Wednesday, November 13, 2013
Our Trip To Burgundy - October 2013
The village, like many others in the Burgundy area, had a traditional square in the center of town with its fountain and sidewalk seating for people to relax in and just get intoxicated by the views. Mountains in the background surrounded the village that dated back centuries. Around the square were old stone buildings, many being owned by the larger Domains in the area. Unlike the States where you need to go winery hopping in your car, here these Domains had their own tasting rooms where you could easily visit 4 or 5 all within a hundred yards of each other. There were many many more outside of town and a quick bicycle ride would get you to those.

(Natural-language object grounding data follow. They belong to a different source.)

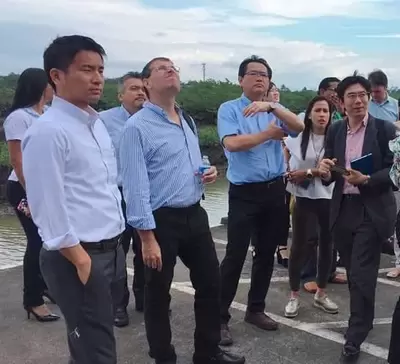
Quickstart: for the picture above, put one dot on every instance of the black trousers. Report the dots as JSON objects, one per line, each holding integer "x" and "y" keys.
{"x": 87, "y": 309}
{"x": 34, "y": 285}
{"x": 394, "y": 348}
{"x": 306, "y": 213}
{"x": 183, "y": 233}
{"x": 359, "y": 248}
{"x": 257, "y": 208}
{"x": 128, "y": 236}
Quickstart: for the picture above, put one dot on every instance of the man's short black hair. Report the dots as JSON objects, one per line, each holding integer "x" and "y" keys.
{"x": 254, "y": 59}
{"x": 128, "y": 76}
{"x": 350, "y": 81}
{"x": 326, "y": 82}
{"x": 147, "y": 68}
{"x": 378, "y": 78}
{"x": 61, "y": 52}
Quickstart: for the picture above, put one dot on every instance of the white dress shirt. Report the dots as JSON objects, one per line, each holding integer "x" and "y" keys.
{"x": 70, "y": 173}
{"x": 315, "y": 152}
{"x": 114, "y": 120}
{"x": 15, "y": 126}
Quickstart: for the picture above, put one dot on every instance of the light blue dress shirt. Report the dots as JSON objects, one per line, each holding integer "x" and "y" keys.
{"x": 261, "y": 163}
{"x": 71, "y": 177}
{"x": 387, "y": 110}
{"x": 160, "y": 161}
{"x": 114, "y": 119}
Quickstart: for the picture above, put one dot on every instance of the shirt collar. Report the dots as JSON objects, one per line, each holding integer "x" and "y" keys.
{"x": 245, "y": 100}
{"x": 159, "y": 110}
{"x": 88, "y": 117}
{"x": 363, "y": 124}
{"x": 32, "y": 112}
{"x": 125, "y": 112}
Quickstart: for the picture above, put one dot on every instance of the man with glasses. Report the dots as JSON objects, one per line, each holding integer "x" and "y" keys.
{"x": 132, "y": 96}
{"x": 251, "y": 131}
{"x": 363, "y": 209}
{"x": 163, "y": 183}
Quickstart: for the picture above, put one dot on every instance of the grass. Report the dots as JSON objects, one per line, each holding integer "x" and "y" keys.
{"x": 208, "y": 136}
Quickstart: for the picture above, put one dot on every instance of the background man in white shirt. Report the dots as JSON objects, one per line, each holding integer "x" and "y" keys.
{"x": 132, "y": 96}
{"x": 71, "y": 183}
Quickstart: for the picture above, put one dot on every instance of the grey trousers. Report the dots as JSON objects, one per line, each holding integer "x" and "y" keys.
{"x": 87, "y": 309}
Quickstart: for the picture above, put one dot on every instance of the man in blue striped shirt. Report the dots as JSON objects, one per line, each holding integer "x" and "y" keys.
{"x": 162, "y": 184}
{"x": 132, "y": 96}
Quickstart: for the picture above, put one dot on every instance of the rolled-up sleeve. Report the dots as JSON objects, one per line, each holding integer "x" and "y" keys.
{"x": 43, "y": 159}
{"x": 135, "y": 180}
{"x": 227, "y": 122}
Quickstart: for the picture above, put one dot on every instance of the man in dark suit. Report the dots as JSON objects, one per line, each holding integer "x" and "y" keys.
{"x": 363, "y": 209}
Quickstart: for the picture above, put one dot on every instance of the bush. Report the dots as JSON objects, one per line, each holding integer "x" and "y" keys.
{"x": 208, "y": 136}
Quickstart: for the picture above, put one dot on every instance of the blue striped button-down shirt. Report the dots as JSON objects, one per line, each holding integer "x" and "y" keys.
{"x": 159, "y": 165}
{"x": 114, "y": 119}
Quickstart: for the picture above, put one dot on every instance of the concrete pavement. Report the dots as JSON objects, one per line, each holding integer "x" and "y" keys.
{"x": 313, "y": 338}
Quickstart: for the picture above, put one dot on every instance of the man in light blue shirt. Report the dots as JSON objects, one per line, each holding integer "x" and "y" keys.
{"x": 131, "y": 94}
{"x": 71, "y": 183}
{"x": 381, "y": 105}
{"x": 251, "y": 131}
{"x": 161, "y": 168}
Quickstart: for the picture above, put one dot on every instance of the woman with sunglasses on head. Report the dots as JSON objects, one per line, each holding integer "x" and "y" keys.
{"x": 32, "y": 94}
{"x": 312, "y": 205}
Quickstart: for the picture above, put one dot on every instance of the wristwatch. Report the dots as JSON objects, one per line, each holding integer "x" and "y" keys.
{"x": 366, "y": 181}
{"x": 272, "y": 106}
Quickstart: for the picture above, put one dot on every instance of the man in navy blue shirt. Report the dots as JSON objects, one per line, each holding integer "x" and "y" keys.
{"x": 251, "y": 131}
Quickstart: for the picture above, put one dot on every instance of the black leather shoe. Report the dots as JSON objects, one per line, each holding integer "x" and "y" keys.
{"x": 139, "y": 305}
{"x": 350, "y": 352}
{"x": 222, "y": 357}
{"x": 226, "y": 337}
{"x": 121, "y": 318}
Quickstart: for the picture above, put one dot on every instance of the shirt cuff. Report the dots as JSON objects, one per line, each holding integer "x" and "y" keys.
{"x": 68, "y": 240}
{"x": 143, "y": 223}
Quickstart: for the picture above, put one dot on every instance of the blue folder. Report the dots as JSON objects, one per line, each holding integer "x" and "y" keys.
{"x": 363, "y": 164}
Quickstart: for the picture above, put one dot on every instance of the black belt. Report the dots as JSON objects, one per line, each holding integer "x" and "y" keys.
{"x": 267, "y": 184}
{"x": 352, "y": 196}
{"x": 103, "y": 245}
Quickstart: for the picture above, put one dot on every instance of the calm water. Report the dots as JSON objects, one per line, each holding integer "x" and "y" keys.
{"x": 12, "y": 238}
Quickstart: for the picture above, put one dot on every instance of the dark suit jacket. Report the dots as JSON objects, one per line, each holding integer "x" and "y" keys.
{"x": 377, "y": 195}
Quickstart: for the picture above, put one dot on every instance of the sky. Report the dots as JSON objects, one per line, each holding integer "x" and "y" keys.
{"x": 303, "y": 41}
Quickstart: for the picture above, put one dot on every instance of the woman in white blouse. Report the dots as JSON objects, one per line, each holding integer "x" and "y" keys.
{"x": 312, "y": 205}
{"x": 32, "y": 94}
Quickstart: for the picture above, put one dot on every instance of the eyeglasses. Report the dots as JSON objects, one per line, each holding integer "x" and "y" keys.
{"x": 354, "y": 96}
{"x": 258, "y": 74}
{"x": 166, "y": 69}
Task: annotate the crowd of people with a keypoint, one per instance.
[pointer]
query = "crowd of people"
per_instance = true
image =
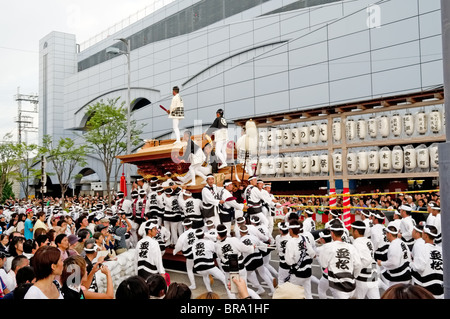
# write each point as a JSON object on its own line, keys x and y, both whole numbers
{"x": 389, "y": 245}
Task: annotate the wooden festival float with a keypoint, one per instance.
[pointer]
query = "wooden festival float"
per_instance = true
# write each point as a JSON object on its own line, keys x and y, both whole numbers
{"x": 156, "y": 157}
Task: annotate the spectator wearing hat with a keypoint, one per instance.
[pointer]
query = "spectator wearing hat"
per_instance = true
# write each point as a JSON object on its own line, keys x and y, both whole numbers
{"x": 230, "y": 209}
{"x": 406, "y": 225}
{"x": 280, "y": 244}
{"x": 219, "y": 128}
{"x": 396, "y": 269}
{"x": 418, "y": 240}
{"x": 47, "y": 265}
{"x": 148, "y": 259}
{"x": 40, "y": 222}
{"x": 184, "y": 244}
{"x": 192, "y": 209}
{"x": 427, "y": 265}
{"x": 210, "y": 200}
{"x": 210, "y": 231}
{"x": 172, "y": 214}
{"x": 62, "y": 243}
{"x": 193, "y": 155}
{"x": 343, "y": 263}
{"x": 260, "y": 231}
{"x": 254, "y": 263}
{"x": 226, "y": 245}
{"x": 309, "y": 225}
{"x": 203, "y": 251}
{"x": 396, "y": 219}
{"x": 378, "y": 236}
{"x": 299, "y": 257}
{"x": 73, "y": 242}
{"x": 28, "y": 225}
{"x": 323, "y": 286}
{"x": 367, "y": 281}
{"x": 434, "y": 219}
{"x": 254, "y": 199}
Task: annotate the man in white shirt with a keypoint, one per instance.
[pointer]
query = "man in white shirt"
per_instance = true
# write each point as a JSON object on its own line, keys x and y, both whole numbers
{"x": 230, "y": 209}
{"x": 210, "y": 200}
{"x": 406, "y": 225}
{"x": 176, "y": 112}
{"x": 148, "y": 259}
{"x": 255, "y": 199}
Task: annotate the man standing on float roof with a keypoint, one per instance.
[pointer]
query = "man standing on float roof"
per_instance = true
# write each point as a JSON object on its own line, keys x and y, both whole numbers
{"x": 219, "y": 128}
{"x": 176, "y": 112}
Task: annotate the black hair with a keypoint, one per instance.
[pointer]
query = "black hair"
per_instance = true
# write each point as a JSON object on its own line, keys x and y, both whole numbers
{"x": 133, "y": 288}
{"x": 59, "y": 238}
{"x": 25, "y": 274}
{"x": 156, "y": 283}
{"x": 360, "y": 224}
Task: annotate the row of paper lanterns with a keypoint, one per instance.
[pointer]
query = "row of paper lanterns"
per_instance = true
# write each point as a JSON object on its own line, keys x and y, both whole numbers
{"x": 394, "y": 125}
{"x": 358, "y": 161}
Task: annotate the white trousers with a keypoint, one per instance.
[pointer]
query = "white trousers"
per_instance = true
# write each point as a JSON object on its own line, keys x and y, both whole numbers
{"x": 190, "y": 271}
{"x": 367, "y": 289}
{"x": 221, "y": 150}
{"x": 305, "y": 283}
{"x": 176, "y": 130}
{"x": 173, "y": 229}
{"x": 217, "y": 274}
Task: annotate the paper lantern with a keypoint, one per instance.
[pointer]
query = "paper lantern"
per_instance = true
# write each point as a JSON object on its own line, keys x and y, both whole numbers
{"x": 361, "y": 129}
{"x": 435, "y": 121}
{"x": 297, "y": 164}
{"x": 314, "y": 133}
{"x": 409, "y": 158}
{"x": 295, "y": 136}
{"x": 337, "y": 162}
{"x": 421, "y": 122}
{"x": 323, "y": 130}
{"x": 434, "y": 155}
{"x": 385, "y": 159}
{"x": 287, "y": 163}
{"x": 362, "y": 158}
{"x": 336, "y": 129}
{"x": 287, "y": 136}
{"x": 304, "y": 134}
{"x": 383, "y": 126}
{"x": 397, "y": 158}
{"x": 306, "y": 165}
{"x": 396, "y": 125}
{"x": 374, "y": 160}
{"x": 315, "y": 163}
{"x": 350, "y": 129}
{"x": 408, "y": 124}
{"x": 323, "y": 162}
{"x": 423, "y": 157}
{"x": 351, "y": 162}
{"x": 372, "y": 127}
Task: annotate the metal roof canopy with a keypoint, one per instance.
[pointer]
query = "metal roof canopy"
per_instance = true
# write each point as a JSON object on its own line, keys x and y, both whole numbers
{"x": 364, "y": 106}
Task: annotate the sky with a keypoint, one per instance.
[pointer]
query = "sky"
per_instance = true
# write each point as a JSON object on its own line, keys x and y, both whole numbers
{"x": 24, "y": 22}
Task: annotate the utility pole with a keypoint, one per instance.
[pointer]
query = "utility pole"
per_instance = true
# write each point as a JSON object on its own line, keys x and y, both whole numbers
{"x": 25, "y": 122}
{"x": 444, "y": 150}
{"x": 43, "y": 180}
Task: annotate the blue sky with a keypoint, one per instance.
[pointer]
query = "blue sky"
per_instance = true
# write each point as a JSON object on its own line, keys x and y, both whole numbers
{"x": 24, "y": 22}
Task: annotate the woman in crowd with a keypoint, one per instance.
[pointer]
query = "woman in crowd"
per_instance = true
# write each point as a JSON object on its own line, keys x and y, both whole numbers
{"x": 47, "y": 264}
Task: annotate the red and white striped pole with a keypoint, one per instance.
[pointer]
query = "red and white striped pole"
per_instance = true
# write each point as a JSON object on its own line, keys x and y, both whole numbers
{"x": 346, "y": 216}
{"x": 332, "y": 200}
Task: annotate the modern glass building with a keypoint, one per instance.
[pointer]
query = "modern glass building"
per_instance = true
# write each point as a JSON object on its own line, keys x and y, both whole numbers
{"x": 249, "y": 57}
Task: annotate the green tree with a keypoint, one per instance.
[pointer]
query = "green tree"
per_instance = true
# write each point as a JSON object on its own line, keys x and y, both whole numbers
{"x": 106, "y": 134}
{"x": 64, "y": 156}
{"x": 26, "y": 157}
{"x": 7, "y": 192}
{"x": 8, "y": 160}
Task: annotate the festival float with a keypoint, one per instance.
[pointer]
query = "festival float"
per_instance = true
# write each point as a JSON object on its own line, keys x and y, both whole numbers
{"x": 156, "y": 157}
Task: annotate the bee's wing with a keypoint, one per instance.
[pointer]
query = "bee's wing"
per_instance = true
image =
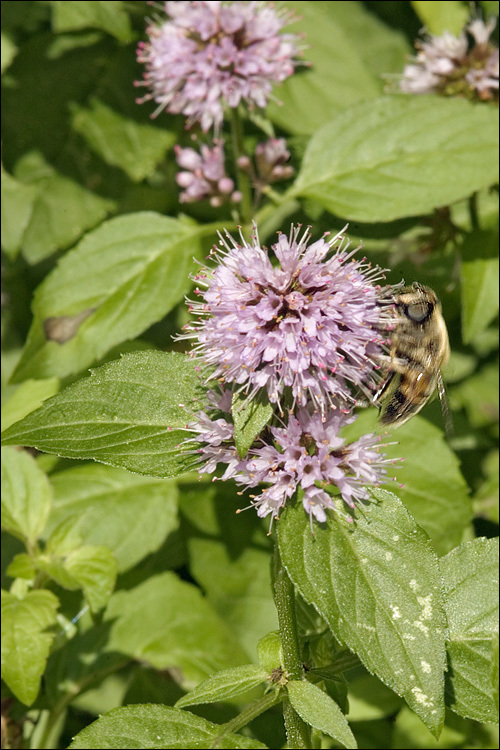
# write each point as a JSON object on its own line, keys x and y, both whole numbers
{"x": 445, "y": 407}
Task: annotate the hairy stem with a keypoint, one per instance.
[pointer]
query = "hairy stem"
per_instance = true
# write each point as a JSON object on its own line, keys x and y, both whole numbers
{"x": 242, "y": 177}
{"x": 297, "y": 731}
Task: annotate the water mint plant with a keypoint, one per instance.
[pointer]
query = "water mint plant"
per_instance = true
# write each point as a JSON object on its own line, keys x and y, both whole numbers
{"x": 141, "y": 607}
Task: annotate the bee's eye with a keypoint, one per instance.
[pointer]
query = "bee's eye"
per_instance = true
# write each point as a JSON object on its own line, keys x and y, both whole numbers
{"x": 419, "y": 311}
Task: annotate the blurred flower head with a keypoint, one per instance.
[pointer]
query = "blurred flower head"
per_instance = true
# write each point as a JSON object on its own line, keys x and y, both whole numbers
{"x": 204, "y": 176}
{"x": 210, "y": 55}
{"x": 304, "y": 323}
{"x": 466, "y": 65}
{"x": 307, "y": 454}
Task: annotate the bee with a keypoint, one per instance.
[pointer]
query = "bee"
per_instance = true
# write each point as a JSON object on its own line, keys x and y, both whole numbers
{"x": 419, "y": 349}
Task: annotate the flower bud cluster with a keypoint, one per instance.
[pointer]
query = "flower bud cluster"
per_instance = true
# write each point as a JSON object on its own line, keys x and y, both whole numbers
{"x": 466, "y": 65}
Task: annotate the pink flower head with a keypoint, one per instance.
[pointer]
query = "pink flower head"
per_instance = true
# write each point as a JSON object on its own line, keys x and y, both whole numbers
{"x": 306, "y": 453}
{"x": 309, "y": 325}
{"x": 204, "y": 176}
{"x": 210, "y": 55}
{"x": 466, "y": 65}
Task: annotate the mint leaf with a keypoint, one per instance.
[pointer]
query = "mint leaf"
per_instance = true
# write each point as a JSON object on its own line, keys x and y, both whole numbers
{"x": 130, "y": 514}
{"x": 25, "y": 645}
{"x": 121, "y": 278}
{"x": 389, "y": 158}
{"x": 377, "y": 585}
{"x": 26, "y": 496}
{"x": 250, "y": 416}
{"x": 469, "y": 574}
{"x": 318, "y": 710}
{"x": 130, "y": 413}
{"x": 223, "y": 685}
{"x": 169, "y": 624}
{"x": 122, "y": 142}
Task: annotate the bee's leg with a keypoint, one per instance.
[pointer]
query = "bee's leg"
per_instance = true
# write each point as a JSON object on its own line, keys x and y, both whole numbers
{"x": 378, "y": 396}
{"x": 396, "y": 364}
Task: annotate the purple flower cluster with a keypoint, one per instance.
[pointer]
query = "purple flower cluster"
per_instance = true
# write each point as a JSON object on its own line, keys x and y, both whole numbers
{"x": 453, "y": 66}
{"x": 306, "y": 325}
{"x": 309, "y": 324}
{"x": 210, "y": 55}
{"x": 306, "y": 453}
{"x": 204, "y": 176}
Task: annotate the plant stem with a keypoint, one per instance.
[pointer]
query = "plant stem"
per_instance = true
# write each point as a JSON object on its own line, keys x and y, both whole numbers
{"x": 241, "y": 176}
{"x": 473, "y": 212}
{"x": 249, "y": 714}
{"x": 297, "y": 731}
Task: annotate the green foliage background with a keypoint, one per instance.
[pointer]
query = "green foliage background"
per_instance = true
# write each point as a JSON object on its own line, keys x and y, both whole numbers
{"x": 147, "y": 582}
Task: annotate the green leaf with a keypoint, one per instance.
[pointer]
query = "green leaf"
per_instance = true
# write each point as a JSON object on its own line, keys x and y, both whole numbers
{"x": 336, "y": 79}
{"x": 318, "y": 710}
{"x": 17, "y": 207}
{"x": 270, "y": 651}
{"x": 384, "y": 50}
{"x": 130, "y": 413}
{"x": 130, "y": 514}
{"x": 120, "y": 141}
{"x": 479, "y": 283}
{"x": 153, "y": 726}
{"x": 389, "y": 158}
{"x": 469, "y": 574}
{"x": 169, "y": 624}
{"x": 370, "y": 699}
{"x": 95, "y": 570}
{"x": 408, "y": 732}
{"x": 447, "y": 15}
{"x": 62, "y": 209}
{"x": 224, "y": 685}
{"x": 122, "y": 278}
{"x": 108, "y": 15}
{"x": 9, "y": 51}
{"x": 25, "y": 646}
{"x": 434, "y": 490}
{"x": 479, "y": 395}
{"x": 92, "y": 569}
{"x": 22, "y": 566}
{"x": 249, "y": 417}
{"x": 377, "y": 585}
{"x": 495, "y": 668}
{"x": 26, "y": 496}
{"x": 229, "y": 558}
{"x": 26, "y": 398}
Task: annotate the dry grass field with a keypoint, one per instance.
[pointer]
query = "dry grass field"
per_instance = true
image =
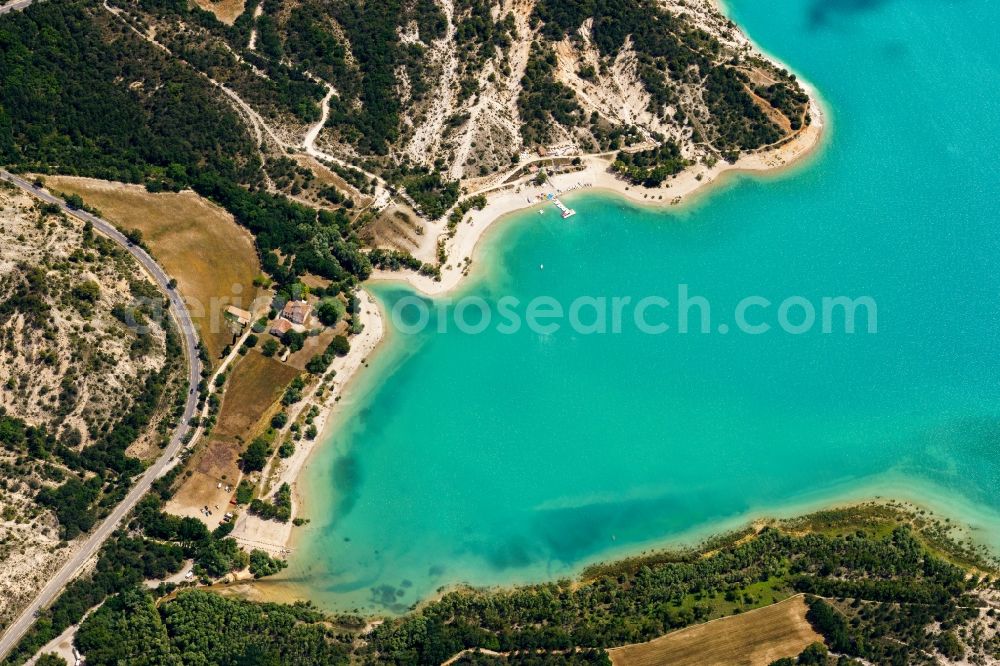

The wineries in Burgundy take great pride in their not being like Bordeaux, their neighbor to the west. Bordeaux has succumbed to the global market, changing the labels on the bottles to meet international demands, but Burgundy has held back and kept the Village Name as being the dominant identification on the label with no mention of the grape variety.
We were invited to a private tasting in one of the town's wineries. The winemaker led us down to the cellar on steps and doorways intended for much shorter people. The cellar was really 2 floors underground, lined with bottles covered by dust that was years' old. He gave us each a glass that resembled a brandy sniffer, and poured a small amount of white wine for us to do our swirling and tasting. We asked what it was and he replied Santenay. He poured us another sample, and once again he said it was Santenay, but it tasted different. For a third time we went through the process, and for a third time we were told it was a Santenay. This is when we were awakened by what was happening in regards to the identification. You see, in Burgundy there are predominantly only 2 types of grapes grown.....Chardonnay and Pinot Noir. So all of the white wine we had just tasted was Chardonnay, and we "should have known this". But the wines were from different parts of the vineyard, and different years. He repeated the process for the red wine, which of course was all Pinot Noir. And of course, we left with a bottle of his delicious wine.
Whenever we visited a village, we made it a point to check out the visitor's bureau. These seemed to be the only places that had WiFi so we could catch up on the doings back home....the Government shutdown was of particular interest because they were holding up our Winery License, the Red Sox were in the playoffs, and I was expecting my cows to start having calves. Also, regardless of what you've heard, once you get in these back villages there were very few people who could speak English, so finding someone who could explain the layout of the land was welcoming.
There is a lot more about the trip that I'll cover in another blog, because on this trip we celebrated our 40th anniversary in a boat while cruising the canals north of Lyon and south of Dijon.